Single-Item Measure Helps Providers Screen for Cannabis Use Disorder
What’s the Question?
Nearly 50 million people in the U.S. use cannabis and use is increasing. Frequent cannabis use intensifies the risk for developing cannabis use disorder (CUD), a behavioral health condition in which someone continues to use cannabis despite significant impairment and distress. CUD can impact as many as 5-14% of young adults and 8-23% of people with mental health or other substance use disorders but is underrecognized in medical settings and largely goes untreated.
A brief, valid cannabis screen could help increase identification of CUD, but for it to be useful, it has to be easy and fast for medical providers to use. Would a single-item measure provide enough information to screen for cannabis use disorder?
This study aimed to find out, testing the use of the Single-Item Screen-Cannabis (SIS-C) when documented in the electronic health record (EHR) as part of routine care. The SIS-C asks “How often in the past year did you use marijuana?” with response options never, less than monthly, monthly, weekly, daily or almost daily.
How Was This Study Conducted?
Adult patients aged 18 or older at Kaiser Permanente in Washington State who completed the SIS-C in primary care settings in 2019 were asked if they wanted to participate in a confidential cannabis survey.
In total, 1688 primary care patients completed the survey, which consisted of the more substantial CUD measure the Composite International Diagnostic Interview Substance Abuse Module (CIDI-SAM). By comparing scores on the CIDI-SAM with patient responses to the SIS-C in their previous appointments, researchers could figure out whether the SIS-C worked well at screening patients for CUD.
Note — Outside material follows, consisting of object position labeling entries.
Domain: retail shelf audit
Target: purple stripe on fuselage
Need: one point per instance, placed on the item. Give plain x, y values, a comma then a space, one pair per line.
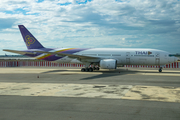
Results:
71, 51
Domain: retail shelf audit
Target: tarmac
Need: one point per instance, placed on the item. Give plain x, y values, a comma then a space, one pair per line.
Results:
44, 93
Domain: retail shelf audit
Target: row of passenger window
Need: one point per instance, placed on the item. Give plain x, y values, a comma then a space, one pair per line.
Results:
116, 55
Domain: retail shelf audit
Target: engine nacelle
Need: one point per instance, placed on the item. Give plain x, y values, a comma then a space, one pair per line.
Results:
108, 64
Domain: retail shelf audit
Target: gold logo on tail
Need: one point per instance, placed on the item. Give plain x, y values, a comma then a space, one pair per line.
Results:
29, 40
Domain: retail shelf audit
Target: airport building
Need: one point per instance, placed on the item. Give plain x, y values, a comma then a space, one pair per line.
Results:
20, 60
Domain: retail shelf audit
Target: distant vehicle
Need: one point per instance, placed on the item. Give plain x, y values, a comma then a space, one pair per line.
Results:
105, 58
What Did Researchers Find Out?
Among the participants, 6.6% met criteria for past-year CUD based on the CIDI-SAM – this is slightly higher than national samples.
Researchers found that report of any past year cannabis use on the SIS-C was predictive of any level of CUD on the CIDI-SAM, suggesting that providers whose patients report any cannabis use should follow-up with additional assessment. Reports of monthly or more frequent use of cannabis on the SIS-C were predictive of “moderate to severe” CUD, suggesting that providers whose patients report these levels of use may want to engage in more intensive intervention.
However, while the SIS-C was found to be easy to use and effective, it also had a high rate of false positives -- in the study population, predictive values of a positive screen ranged from 17% to 34%, while predictive values of a negative screen ranged from 97% to 100%. That means that the SIS-C is better at identifying patients without CUD, and patients who screen positive on the SIS-C need to receive additional assessment to truly determine whether or not they have cannabis use disorder.
What are the Implications for the Workforce?
Cannabis use is prevalent and increasing, and frequent use increases the risk of CUD. The use of a validated single-item cannabis screen like the SIS-C could help providers more readily determine which patients need additional assessment and/or care for problematic use.